The advantage of the work is identification of the research gaps and clarification of the future research questions. The paper is organized as follows: Section 1 provides the overview about the biodynamic model of seat suspension system combined with human body. Section 2 presents the source of vibration that can transmitted to the human body. Section 3 shows the ride comfort evaluation methods. Section 4 addresses the type of suspension systems and analyses the importance of the integrated seat suspension with vehicle suspensions. Section 5 studies the actuator types used in the active seat suspension. Section 6 demonstrates the overview of the existing active seat suspension structure design. Section 7 evaluates the recent control methods applied in the active seat suspensions. Section 8 will identify research gap and research questions. Finally, Section 9 will conclude this review.
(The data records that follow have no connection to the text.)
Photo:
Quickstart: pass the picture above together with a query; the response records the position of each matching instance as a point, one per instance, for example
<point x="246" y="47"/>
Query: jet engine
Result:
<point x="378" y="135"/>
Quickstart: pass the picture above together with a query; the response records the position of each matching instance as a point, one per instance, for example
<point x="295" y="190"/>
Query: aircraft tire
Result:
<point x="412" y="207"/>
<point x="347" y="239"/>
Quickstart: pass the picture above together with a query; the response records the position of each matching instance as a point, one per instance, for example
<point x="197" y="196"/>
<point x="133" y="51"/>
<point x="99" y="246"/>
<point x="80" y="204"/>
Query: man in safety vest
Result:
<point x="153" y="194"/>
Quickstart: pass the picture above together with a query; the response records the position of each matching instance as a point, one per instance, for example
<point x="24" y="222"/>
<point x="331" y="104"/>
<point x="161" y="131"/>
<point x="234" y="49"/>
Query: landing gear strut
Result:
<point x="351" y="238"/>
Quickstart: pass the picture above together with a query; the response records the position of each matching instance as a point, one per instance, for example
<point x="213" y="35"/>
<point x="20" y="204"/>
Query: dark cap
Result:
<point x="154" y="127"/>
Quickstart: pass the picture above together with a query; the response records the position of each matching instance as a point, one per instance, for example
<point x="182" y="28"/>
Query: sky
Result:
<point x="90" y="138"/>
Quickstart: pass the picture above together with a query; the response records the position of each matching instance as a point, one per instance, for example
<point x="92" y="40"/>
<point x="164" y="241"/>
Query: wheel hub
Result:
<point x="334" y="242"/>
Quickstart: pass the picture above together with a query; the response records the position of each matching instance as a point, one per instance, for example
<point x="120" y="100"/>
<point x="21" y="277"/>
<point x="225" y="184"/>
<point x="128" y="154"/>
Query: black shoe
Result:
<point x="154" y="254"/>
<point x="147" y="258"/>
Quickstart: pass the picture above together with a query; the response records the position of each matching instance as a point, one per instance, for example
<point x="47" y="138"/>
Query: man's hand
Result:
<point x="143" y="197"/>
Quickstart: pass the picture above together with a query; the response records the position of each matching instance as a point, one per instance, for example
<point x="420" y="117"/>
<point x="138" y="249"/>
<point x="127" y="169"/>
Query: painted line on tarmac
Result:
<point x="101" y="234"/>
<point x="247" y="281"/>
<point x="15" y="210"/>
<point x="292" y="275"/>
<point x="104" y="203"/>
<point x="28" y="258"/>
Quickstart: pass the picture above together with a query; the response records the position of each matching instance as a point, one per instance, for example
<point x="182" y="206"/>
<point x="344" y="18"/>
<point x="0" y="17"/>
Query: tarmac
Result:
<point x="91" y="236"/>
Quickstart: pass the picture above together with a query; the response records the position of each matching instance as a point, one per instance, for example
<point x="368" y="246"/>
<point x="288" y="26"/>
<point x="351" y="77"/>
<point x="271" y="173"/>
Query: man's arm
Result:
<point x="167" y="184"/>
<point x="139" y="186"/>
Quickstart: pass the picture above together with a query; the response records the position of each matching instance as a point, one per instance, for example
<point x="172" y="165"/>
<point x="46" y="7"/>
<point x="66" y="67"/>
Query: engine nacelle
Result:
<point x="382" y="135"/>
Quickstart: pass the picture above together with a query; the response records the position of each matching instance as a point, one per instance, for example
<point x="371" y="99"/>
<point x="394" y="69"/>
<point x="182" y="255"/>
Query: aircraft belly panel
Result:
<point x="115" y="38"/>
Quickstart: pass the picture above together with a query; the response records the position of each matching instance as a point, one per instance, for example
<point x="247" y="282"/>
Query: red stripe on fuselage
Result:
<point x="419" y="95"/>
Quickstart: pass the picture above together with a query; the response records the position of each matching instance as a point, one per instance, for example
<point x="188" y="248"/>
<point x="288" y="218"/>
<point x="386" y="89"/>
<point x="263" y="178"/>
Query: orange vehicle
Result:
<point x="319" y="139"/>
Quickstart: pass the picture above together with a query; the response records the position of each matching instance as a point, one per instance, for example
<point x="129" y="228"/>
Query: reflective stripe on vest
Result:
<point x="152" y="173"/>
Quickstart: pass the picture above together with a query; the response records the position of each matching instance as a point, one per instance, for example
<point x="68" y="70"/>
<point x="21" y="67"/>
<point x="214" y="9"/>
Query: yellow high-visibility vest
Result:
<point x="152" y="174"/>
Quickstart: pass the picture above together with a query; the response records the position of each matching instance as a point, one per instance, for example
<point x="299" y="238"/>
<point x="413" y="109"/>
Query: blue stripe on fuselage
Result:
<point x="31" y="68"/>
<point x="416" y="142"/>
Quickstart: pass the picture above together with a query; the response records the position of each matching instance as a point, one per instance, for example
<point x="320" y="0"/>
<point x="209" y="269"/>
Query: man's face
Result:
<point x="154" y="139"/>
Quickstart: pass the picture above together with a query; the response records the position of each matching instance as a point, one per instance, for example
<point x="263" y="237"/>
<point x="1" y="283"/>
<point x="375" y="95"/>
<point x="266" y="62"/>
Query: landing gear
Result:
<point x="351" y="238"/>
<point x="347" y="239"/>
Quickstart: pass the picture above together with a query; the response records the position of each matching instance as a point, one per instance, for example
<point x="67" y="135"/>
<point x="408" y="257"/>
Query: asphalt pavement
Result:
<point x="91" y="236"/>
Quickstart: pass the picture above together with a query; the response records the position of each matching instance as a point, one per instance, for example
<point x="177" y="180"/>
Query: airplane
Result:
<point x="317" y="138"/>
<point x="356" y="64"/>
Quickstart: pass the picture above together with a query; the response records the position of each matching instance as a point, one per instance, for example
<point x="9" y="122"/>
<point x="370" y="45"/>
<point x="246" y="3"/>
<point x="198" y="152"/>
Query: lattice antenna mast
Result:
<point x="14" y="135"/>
2. Biodynamic Model of the Human Body

To improve the ride comfort of the seated human being in a vehicle, the seating suspension system with seated human body must be modelled [17]. In the prevailing literature, most studies considered the mass on the seat as a rigid dummy mass which is assuredly incapable to provide accurate information about the dynamic behavior of human body parts under vibration road excitation [18]. Recently, several researchers have paid more attention to the development of a mathematical model of the human body as a biodynamic model, considering the seated human posture, rather than a rigid dummy mass to certify high precise system modelling [19,20]. Some of system models have been built using field experimental data results [21].
The biodynamic model can be divided into three classes: lumped models, finite element model and multibody human model. The lumped model is widely used since it considers the human body as spring and damper. It can be modelled as 1 degree of freedom (1 DOF), 2 DOF or 3 DOF. The finite element model is a powerful discretization technique which considers the human body as a model of finite degree of freedom where the human body model parameters are normally obtained experimentally through the human corpses [22,23]. The multibody human model is more complicated scheme than the lumped model since it considers the human body as a complex model whose properties result from connecting the rigid bodies through a pin and a socket joint [24]. In this review paper, all the representative research papers presented the seat and vehicle suspension system as a lumped system model consisting of mass, spring and damper because it provides simple mathematical equations in both time and frequency domain.
The lumped mass–spring–damper system model was used to represent the human body model. A seating suspension system model with the seated human body generally varies in terms of structure complexity represented by degree of freedom starting from 1 DOF into 15 DOF, which typically depends on the number of body lumped masses connected through the springs and dampers [25]. For simplicity, the majority of studies have considered the seat suspension system model with a seated driver body as 1 DOF as presented in Figure 1a, which is mainly composed of a single stiffness, mass and damper [26,27,28], while others have used 2 DOF to model the seat and human body suspension system as illustrated in Figure 1b. The 2 DOF system is widely used in the vibration field due to its simple structure and it can offer more information about the model dynamic parameters than the 1 DOF system [29]. Some studies have presented the human body system of neck, pelvis, head and torso as 4 DOF in addition to the 1 DOF seat structure as shown in Figure 1c. Therefore, the 4 DOF is the best representation of the seated human body among all the DOF models because it can provide the most accurate parameter estimation of the human body system model [30].

3. Type of Vibration

Vibration can be transmitted to the human body from the multi-axis directions as shown in Figure 2 where the vibrations are along the three longitudinal directions of x, y and z axes and along the three rotational axes of the roll, pitch and yaw. The vertical vibration in low frequency range especially from 3 to 10 Hz is the most severe vibration which affects the human comfort during driving [31]. Normally, the head and spine mostly resonate near 4 Hz, which is found to cause the high impact on the human body health [32], while the other vibration directions can slightly affect human comfort when driving the vehicle [33]. Hence, many methods are used to evaluate the WBV inside the vehicle, which will be presented in the next section.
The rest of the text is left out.